An Education...that banana...on DVD courtesy of Sony Pictures Home Entertainment. The film has been letterboxed at 2.35:1 and the transfer is enhanced for 16 x 9 TVs. The image is very sharp and clear, showing only a hint of grain and no defects from the source material. The colors look very natural and the image is never too dark or bright. The picture is a tad soft at times and this has an effect on the level of detail. The DVD carries a Dolby Digital 5.1 audio track which provides clear dialogue and sound effects. Being a drama, we don't get a lot of dynamic effects here, but the music never overpowers the voices. The music does provide some surround sound, as do crowd noises. Stereo effects are used at times to illustrate off-screen action.

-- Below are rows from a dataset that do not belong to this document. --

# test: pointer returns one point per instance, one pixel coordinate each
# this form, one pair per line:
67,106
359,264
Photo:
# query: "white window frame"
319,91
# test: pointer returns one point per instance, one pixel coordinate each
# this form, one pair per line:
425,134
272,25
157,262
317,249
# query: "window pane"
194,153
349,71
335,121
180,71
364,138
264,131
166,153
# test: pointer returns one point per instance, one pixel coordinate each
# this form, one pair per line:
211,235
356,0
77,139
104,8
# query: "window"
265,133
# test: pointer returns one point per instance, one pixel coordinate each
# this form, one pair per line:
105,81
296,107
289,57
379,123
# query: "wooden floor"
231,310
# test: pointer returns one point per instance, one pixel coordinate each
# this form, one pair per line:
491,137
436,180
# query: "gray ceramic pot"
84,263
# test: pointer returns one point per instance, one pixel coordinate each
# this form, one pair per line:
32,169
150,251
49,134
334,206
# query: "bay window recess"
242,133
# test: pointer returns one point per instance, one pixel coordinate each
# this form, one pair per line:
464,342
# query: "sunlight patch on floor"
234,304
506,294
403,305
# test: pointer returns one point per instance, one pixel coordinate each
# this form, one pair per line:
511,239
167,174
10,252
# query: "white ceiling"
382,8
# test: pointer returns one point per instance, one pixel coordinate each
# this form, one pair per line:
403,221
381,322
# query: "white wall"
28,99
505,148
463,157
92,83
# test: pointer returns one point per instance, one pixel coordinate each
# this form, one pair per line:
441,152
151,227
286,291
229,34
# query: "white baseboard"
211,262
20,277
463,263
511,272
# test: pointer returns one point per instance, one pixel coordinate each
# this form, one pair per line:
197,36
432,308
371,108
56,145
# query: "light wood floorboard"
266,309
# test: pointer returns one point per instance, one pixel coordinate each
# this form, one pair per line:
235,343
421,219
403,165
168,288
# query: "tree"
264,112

The An Education DVD contains a few extras. We begin with an AUDIO COMMENTARY from Director Lone Scherfig and Actors Carey Mulligan and Peter Sarsgaard. "The Making of An Education" (9 minutes) is a simple, but detailed look at the film's production. There are comments from the actor and filmmakers, who discuss the cast, characters, story, and working with Scherfig. "Walking the Red Carpet" (8 minutes) has footage from the film's premiere in Hollywood, along with comments from those involved. The DVD has eleven DELETED SCENES which run about 16 minutes. These scenes give us some more examples of David's behavior and we see that some very interesting moments were removed from the third act. The final extra is the THEATRICAL TRAILER for the film.